And one thing it can't buy you is a Yale degree, as is clear from a story
in this morning's New York Times, first reported in Friday's Yale
Daily News.
Kudos to Richard Levin, a distinguished economist and for a decade and a
half (now an almost unheard of tenure as an educational CEO) president of
Yale University, for having bucked the trend in which American educational
institutions -- and the Louvre! -- lease out their names and reputations to
oil-rich polities in the Middle East. This match was supposed to be
between Yale and Abu Dhabi, one of the mini-states in the Gulf that has an
insanely wealthy minority indigenous population but whose brains and
muscles are those of woefully underpaid foreign workers.

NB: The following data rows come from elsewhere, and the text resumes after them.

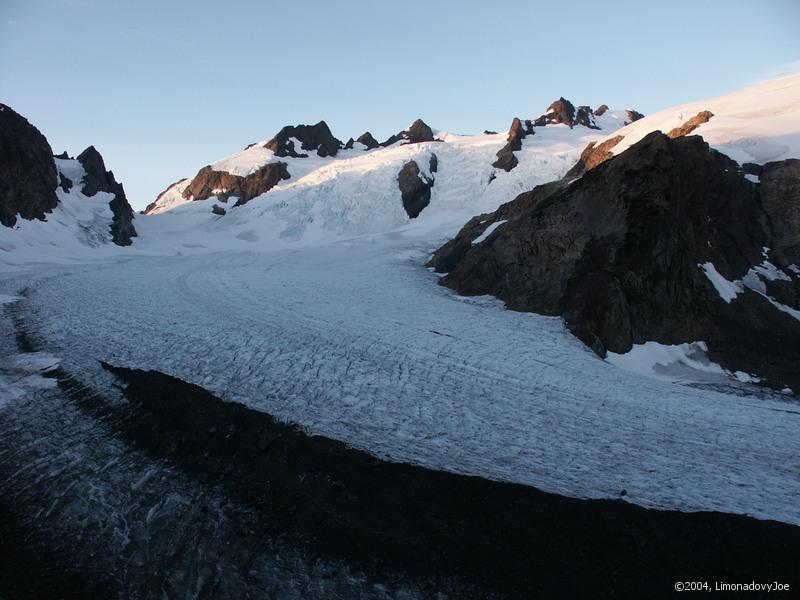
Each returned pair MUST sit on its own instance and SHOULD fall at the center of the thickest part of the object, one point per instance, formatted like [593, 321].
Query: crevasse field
[313, 303]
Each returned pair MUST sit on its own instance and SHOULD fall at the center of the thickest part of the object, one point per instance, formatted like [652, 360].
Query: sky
[162, 88]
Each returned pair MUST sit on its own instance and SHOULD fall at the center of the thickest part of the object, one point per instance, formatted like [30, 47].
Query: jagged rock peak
[224, 185]
[516, 133]
[367, 139]
[28, 175]
[633, 115]
[415, 188]
[98, 179]
[417, 132]
[311, 137]
[630, 253]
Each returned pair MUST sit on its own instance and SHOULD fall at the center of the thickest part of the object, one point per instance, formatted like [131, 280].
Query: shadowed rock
[780, 196]
[415, 189]
[633, 115]
[98, 179]
[690, 125]
[418, 132]
[616, 253]
[311, 137]
[367, 139]
[505, 156]
[28, 175]
[594, 155]
[208, 183]
[154, 204]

Actually, it was almost becoming a joke. So many American universities
setting up shop in so many foreign societies.
Now, Yale has had an educational presence in China since the 1830s, save
for the three tempestuous decades from 1951 to 1980. Motivated at first by
Christian missionary impulses, Yale ultimately ran a medical school in
China as well as other academic ventures to which it had no hesitation in
attaching its imprimatur, precisely because it was much more than its
imprimatur that legitimated the activities carried out in its name.
Linda K. Lorimer, secretary and vice president of the university, very
respectfully explained why Yale could not confer a Yale degree out of
programs "that would be value-added for cultural development. But, in the
end, they wanted degrees. And ay this point in time, we just don't think
we could mount a faculty of the same quality we have here, or attract
students of the same caliber."
Which is a polite understatement. It takes a culture to make Yale and a
history, a specific culture and a specific history. Dare I say a
Protestant culture and history?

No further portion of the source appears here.